Poeta lança haicais atentos às contradições cotidianas

Os mesmos versos que exortam a beleza da natureza servem para pensar sobre a feiura dos que a agridem

Poeta Carlos Guedelha em lançamento do livro Açu/mirim (Editora Manauara), lançado ontem, no Buffet Excelência (rua Curitiba, Nossa Senhora das Graças).

Wilson Nogueira, do BNC Amazonas

Publicado em: 25/08/2024 às 12:08 | Atualizado em: 25/08/2024 às 12:08

Os mesmos versos que exortam a beleza da natureza servem para pensar sobre a feiura dos que a agridem.

É dessa matéria bela e contraditória que são feitos os haicais do poeta e professor Carlos Guedelha, autor do livro Açu/mirim (Editora Manauara), lançado na quinta-feira, 22, no Buffet Excelência (rua Curitiba, Nossa Senhora das Graças).

Guedelha reuniu professores, estudantes e artistas para celebrar os poemas que saltaram das suas observações cotidianas para o livro, na forma de haicais.

Tradição japonesa

Os haicais são um gênero da tradição poética japonesa que pinça momentos singulares do cotidiano, principalmente observados nos movimentos da natureza, que gravados em palavras geram conhecimento eterno.

Diferentemente do poeta lírico convencional, que trabalha com sentimentos e emoções, o haijin (tecedor de haicais) trabalha com os registros de sensações.

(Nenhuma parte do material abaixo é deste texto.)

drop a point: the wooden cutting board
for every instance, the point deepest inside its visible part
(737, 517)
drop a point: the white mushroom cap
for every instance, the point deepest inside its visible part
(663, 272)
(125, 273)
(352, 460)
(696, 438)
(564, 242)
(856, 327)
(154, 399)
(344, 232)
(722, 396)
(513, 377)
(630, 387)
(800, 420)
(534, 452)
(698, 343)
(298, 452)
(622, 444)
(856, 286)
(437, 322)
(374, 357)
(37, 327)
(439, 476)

“O bom haicai é como uma pintura: podemos até não entendê-la plenamente, mas gostamos dela”, acentua o poeta Zemaria Pinto, membro da Academia Amazonense de Letras (AAL).

Arte no Amazonas

No Amazonas, explica Zemaria, o primeiro registro de haicais em livro é de 1957, na obra Argila, do poeta e contista Benjamin Sanches (1915-1978), ativista intelectual do Clube da Madrugada (CM).

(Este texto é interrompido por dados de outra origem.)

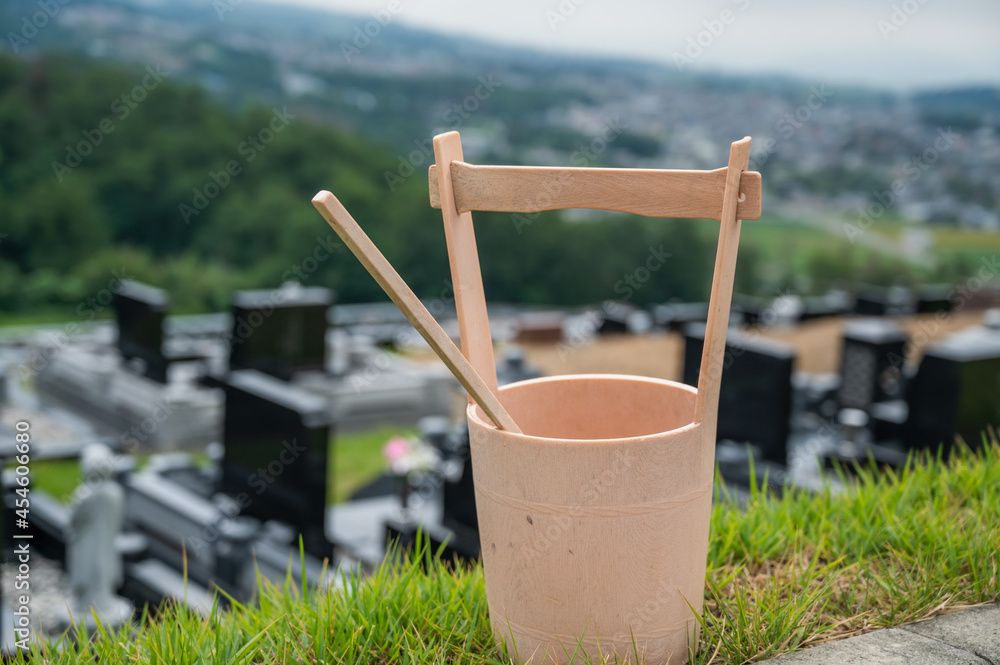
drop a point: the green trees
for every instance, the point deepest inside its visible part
(107, 171)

Ainda no Amazonas, outro poeta de renome nessa arte é Luiz Bacellar (1928-2012), também do CM, que só veio a publicar haicais em 1963, mas lembrava que os escrevia desde pequenininho.

Olhar crítico

“Observo o mundo ao meu redor com olhar crítico e atento em traduzir em palavras as pequenas ocorrências cotidianas, e os haicais saem das minhas mãos como pequenas pinturas verbais”, explica Guedelha na apresentação do livro.

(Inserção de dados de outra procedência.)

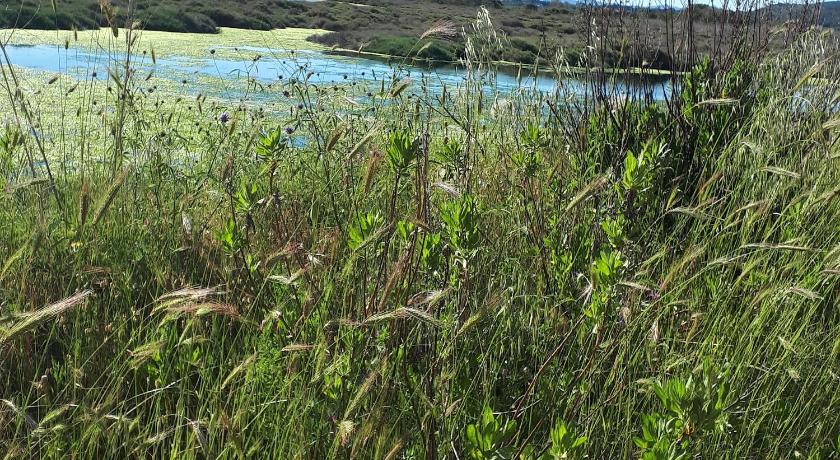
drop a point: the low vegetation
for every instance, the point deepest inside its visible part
(356, 271)
(391, 27)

Na primeira sessão, Caaeté/imagens da floresta, o autor pinta as palavras com as cores da floresta e delas surgem as mais surpreendentes e estranhas sensações.

não mexer em casa
de cabas assanhadas
é o fim da picada

….

moribundo em fúria
não suporta solidão
é sempre multidão
Abraço da morte

Em outro flagrante da mesma sessão, o autor convida o leitor à reflexão profunda a respeito da ação dos seres florestais em seus ecossistemas, da qual a vida animal, entre elas as dos humanos, não está apartada.

“ingrato apuí:
lento abraço da morte
em seu braço forte

sina do apuí
de ser vil parasita:
matar para viver”

Serpentes

Em poema destacado pelo autor, o leitor tem acesso à uma vista privilegiada a partir dos céus que, antes do “pássaro de aço”, só poderia ser percebida pelos xamãs em sonhos cósmicos.

Não é à toa que os indígenas antes da invasão colonizadora denominavam o Paranaguaçu (hoje mais conhecido como Amazonas) de “mãe de todas as serpentes”.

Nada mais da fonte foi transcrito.